The Omni Homestead Resort is a luxury resort in Hot Springs, Virginia, United States, in the middle of the Allegheny Mountains.  The area has the largest hot springs in the commonwealth, and the resort is also known for its championship golf courses, which have hosted several national tournaments.  The resort also includes an alpine ski resort; founded in 1959, it is the oldest in Virginia.  The resort has been designated a National Historic Landmark; it has a history extending more than two and a half centuries. The Omni Homestead Resort is a member of Historic Hotels of America the official program of the National Trust for Historic Preservation.

History

In 1766, Thomas Bullitt built a lodge on the site, which is considered the founding of The Homestead. In 1832, Dr. Thomas Goode purchased the land from the Bullitt family and expanded the medical therapies, establishing a European style of spa treatment and hydrotherapy. It has hosted vacationers ever since, including twenty-three U.S. presidents.

The modern resort dates from 1888–1892, when a group of investors headed by J. P. Morgan bought the business and started rebuilding it from the ground up.  The original hotel buildings burned down in 1901 caused by a fire in the bakery. The main Homestead hotel was constructed afterwards, one wing a year, with the main lobby reconstructed in 1902.
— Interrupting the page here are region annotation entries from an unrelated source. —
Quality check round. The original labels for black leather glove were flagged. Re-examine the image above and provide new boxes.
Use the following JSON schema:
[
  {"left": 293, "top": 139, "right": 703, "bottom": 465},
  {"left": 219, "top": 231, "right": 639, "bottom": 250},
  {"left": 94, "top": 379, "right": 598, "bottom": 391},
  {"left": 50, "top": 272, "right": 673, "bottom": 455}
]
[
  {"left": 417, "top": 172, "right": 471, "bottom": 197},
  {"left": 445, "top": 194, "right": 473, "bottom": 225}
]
Many American Presidents and influential people were Homestead guests. William Howard Taft spent July and August, 1908 at the Homestead, working and relaxing before the final campaign push, as did outgoing President Theodore Roosevelt, for a short period of time. Other notable guests included cartoonist Carl E. Schultze of Foxy Grandpa fame.

From December 1941 until June 1942, following the United States' entry into World War II, the Homestead served as a high-end internment camp for 785 Japanese diplomats and their families until they could be exchanged through neutral channels for their American counterparts. The diplomats were later transferred to the Greenbrier Hotel in West Virginia.

In 1943, during World War II, The Homestead hosted a very important conference of the United Nations in which was implemented the foundation of Food and Agriculture Organization.

In 1993, The Homestead was purchased by Club Resorts, the same company which owned the Pinehurst Resort in North Carolina.  In 2006, Club Resorts and its parent company ClubCorp, Inc. were acquired by a private-equity group led by KSL Capital Partners  KSL Resorts assumed management of The Homestead at this time. KSL sold the resort to Omni Hotels in 2013 and it was renamed The Omni Homestead Resort.

It was designated a National Historic Landmark in 1991.  Associated with The Homestead are the Homestead Dairy Barns, listed on the National Register of Historic Places in 2007.

Golf

The Homestead features two golf courses.  The club is sometimes referred to as Virginia Hot Springs Golf & Tennis Club. The area produced an 82-time winner on the PGA Tour in the late Sam Snead.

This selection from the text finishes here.